Demystifying DNS
Miscellaneous
Setting Up DNS Monitoring Tools
Monitoring DNS can be complex, but this guide highlights several techniques to help you get started. Use these methods to troubleshoot and understand DNS behavior in containerized environments and Kubernetes setups.
Overview
In this guide, we cover DNS monitoring using tools such as netshoot, Wireshark, and tcpdump. We also demonstrate how to trace network system calls and review the detailed output from DNS queries.
Using Docker and netshoot for DNS Monitoring
If you’re on macOS, one quick way to access various networking tools is by running the netshoot Docker image. This container includes pre-installed utilities that are perfect for DNS troubleshooting in containerized setups.

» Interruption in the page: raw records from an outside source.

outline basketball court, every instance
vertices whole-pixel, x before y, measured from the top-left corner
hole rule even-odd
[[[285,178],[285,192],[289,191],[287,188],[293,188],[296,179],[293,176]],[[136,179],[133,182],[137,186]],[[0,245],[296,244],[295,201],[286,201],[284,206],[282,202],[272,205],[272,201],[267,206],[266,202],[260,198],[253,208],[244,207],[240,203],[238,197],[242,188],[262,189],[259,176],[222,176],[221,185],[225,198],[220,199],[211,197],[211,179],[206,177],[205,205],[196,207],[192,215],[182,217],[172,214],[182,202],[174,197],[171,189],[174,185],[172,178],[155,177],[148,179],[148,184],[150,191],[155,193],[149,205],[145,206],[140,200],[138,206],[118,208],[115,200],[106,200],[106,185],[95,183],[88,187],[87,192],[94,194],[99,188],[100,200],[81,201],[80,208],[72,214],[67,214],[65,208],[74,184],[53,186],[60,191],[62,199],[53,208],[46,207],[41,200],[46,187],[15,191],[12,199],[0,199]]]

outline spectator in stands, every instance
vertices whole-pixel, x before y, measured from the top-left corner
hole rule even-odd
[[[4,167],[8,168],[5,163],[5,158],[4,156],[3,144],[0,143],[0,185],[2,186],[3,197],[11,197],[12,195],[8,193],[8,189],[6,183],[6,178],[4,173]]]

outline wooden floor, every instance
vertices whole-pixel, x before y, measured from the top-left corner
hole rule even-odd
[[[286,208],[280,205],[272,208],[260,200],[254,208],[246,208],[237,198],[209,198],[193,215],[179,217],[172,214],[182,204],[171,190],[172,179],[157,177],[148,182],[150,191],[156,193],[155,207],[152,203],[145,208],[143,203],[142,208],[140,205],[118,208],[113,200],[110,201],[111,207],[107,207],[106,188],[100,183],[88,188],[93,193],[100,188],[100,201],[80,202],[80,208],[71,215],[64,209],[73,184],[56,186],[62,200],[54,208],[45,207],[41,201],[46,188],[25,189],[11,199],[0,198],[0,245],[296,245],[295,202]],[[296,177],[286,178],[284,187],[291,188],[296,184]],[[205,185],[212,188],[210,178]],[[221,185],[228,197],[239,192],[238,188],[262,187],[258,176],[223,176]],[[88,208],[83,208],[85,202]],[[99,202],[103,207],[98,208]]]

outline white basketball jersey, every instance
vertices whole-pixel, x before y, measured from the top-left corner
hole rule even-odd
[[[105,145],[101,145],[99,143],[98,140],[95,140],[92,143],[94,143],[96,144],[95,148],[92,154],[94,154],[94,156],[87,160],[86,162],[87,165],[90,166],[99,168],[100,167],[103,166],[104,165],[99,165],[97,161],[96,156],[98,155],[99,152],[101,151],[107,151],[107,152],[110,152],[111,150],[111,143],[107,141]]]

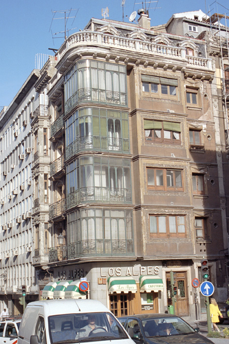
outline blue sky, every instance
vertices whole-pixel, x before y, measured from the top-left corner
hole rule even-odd
[[[147,2],[149,0],[147,0]],[[126,0],[125,22],[134,10],[142,7],[140,0]],[[143,0],[145,3],[145,0]],[[147,4],[149,6],[149,4]],[[211,14],[229,15],[228,0],[158,0],[152,1],[151,25],[167,22],[173,13],[201,9]],[[122,21],[122,0],[7,0],[0,1],[0,107],[8,105],[35,67],[37,53],[53,55],[49,48],[58,49],[64,38],[53,39],[52,34],[64,30],[64,19],[54,20],[52,11],[78,9],[74,22],[68,20],[67,28],[82,29],[92,17],[101,18],[102,8],[109,9],[109,18]],[[75,15],[76,11],[71,13]],[[63,16],[57,13],[54,18]],[[138,18],[137,15],[137,18]],[[51,25],[52,23],[52,25]],[[50,29],[51,26],[51,30]],[[58,37],[61,34],[55,35]]]

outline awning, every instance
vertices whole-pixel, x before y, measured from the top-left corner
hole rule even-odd
[[[72,282],[72,281],[65,281],[64,282],[60,282],[53,292],[53,298],[64,299],[66,288]]]
[[[108,291],[110,293],[115,291],[120,294],[122,291],[125,293],[135,293],[137,291],[136,282],[131,277],[108,277],[107,279]]]
[[[67,286],[65,291],[65,299],[86,299],[87,291],[81,291],[79,288],[80,281],[74,281]]]
[[[42,299],[53,299],[53,292],[59,283],[60,282],[49,282],[46,284],[42,290]]]
[[[158,292],[164,289],[162,279],[157,276],[140,276],[139,287],[140,292]]]

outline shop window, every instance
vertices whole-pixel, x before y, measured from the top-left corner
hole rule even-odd
[[[185,216],[150,215],[150,234],[152,237],[185,237]]]
[[[177,99],[178,85],[177,80],[142,75],[141,80],[144,96]]]
[[[148,190],[184,191],[181,170],[147,168],[146,171]]]
[[[193,173],[192,180],[194,195],[204,195],[203,174]]]
[[[144,129],[146,141],[180,144],[180,123],[144,119]]]
[[[189,147],[190,149],[204,150],[204,145],[201,143],[200,130],[189,129]]]

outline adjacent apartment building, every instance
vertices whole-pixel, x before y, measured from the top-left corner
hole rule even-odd
[[[138,25],[92,19],[38,75],[34,72],[38,76],[28,99],[15,100],[12,115],[5,117],[10,106],[2,115],[3,134],[27,108],[25,98],[26,104],[32,99],[33,203],[25,210],[32,219],[23,225],[31,224],[34,278],[27,301],[70,295],[98,299],[117,316],[164,313],[172,304],[172,272],[176,313],[193,318],[198,308],[197,315],[204,316],[204,300],[192,285],[194,278],[201,280],[203,257],[215,298],[226,298],[228,142],[222,71],[228,56],[222,65],[213,32],[218,29],[209,17],[199,11],[182,14],[182,20],[175,15],[157,27],[144,11]],[[193,34],[199,26],[206,29]],[[7,198],[13,195],[14,175],[3,175],[5,165],[2,159],[0,189],[8,178]],[[20,168],[16,163],[14,172]],[[2,226],[8,226],[14,200],[7,202]],[[13,224],[5,234],[8,242],[22,226]],[[9,256],[2,257],[1,273],[18,268],[26,257],[22,252]],[[82,279],[89,283],[86,292],[80,290]],[[13,280],[5,287],[12,288]],[[9,289],[7,296],[2,291],[1,300],[6,303],[7,297],[14,304],[17,291]]]

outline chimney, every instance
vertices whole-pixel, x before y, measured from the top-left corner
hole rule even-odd
[[[146,14],[144,8],[141,8],[137,11],[137,14],[140,16],[138,19],[138,24],[142,29],[150,30],[150,18],[149,18],[148,11]]]

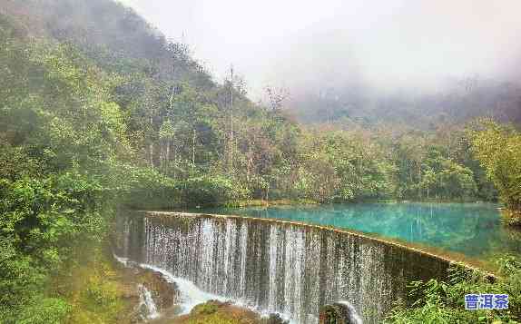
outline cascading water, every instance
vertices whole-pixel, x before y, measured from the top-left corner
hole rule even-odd
[[[380,322],[407,282],[443,278],[448,267],[378,240],[279,221],[149,212],[119,221],[118,253],[296,323],[317,323],[319,308],[339,300]]]

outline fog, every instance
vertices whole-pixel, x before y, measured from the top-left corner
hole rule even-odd
[[[436,91],[516,80],[518,0],[122,0],[187,43],[217,80],[233,64],[252,98],[349,86]]]

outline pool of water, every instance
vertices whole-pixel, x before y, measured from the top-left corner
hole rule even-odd
[[[214,208],[197,211],[355,230],[468,257],[521,253],[521,233],[501,225],[498,207],[489,203],[401,202]]]

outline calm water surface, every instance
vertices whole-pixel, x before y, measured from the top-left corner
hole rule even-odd
[[[204,209],[234,214],[330,225],[485,257],[521,253],[521,233],[501,226],[499,206],[488,203],[358,203]]]

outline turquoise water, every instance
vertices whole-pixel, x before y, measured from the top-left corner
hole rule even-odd
[[[358,203],[198,210],[297,221],[355,230],[420,243],[469,257],[521,252],[521,233],[500,223],[499,206],[488,203]]]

To run the netshoot container, execute:
docker run --rm -it nicolaka/netshoot
Inside the container, you can use tools like strace to trace system calls. For instance, the command below monitors network-related system calls during a DNS lookup. The -f flag instructs strace to follow any child processes, ensuring comprehensive activity logging, and the -e trace=network option limits the output to network system calls:
strace -f -e trace=network dig +trace +additional +all jcroyoan.io NS
When you search for the term "connect" in the output, you may notice it is followed by corresponding send and receive operations. This indicates which nameserver provides the DNS answer. For example, the beginning of the output might look like this:
strace: Process 89 attached
[pid 87] socket(AF_INET, SOCK_DGRAM, IPPROTO_IP) = 17
[pid 87] setsockopt(17, SOL_SOCKET, SO_REUSEADDR, [1], 4) = 0
[pid 87] setsockopt(17, SOL_SOCKET, SO_REUSEPORT, [1], 4) = 0
[pid 87] setsockopt(17, SOL_SOCKET, SO_INCOMING_CPU, [1], 4) = 0
[pid 87] setsockopt(17, SOL_IP, IP_MTU_DISCOVER, [5], 4) = 0
[pid 87] setsockopt(17, SOL_SOCKET, SO_REUSEADDR, [1], 4) = 0
[pid 87] getpeername(17, 0xffff9216df98, [128]) = -1 ENOTCONN (Socket not connected)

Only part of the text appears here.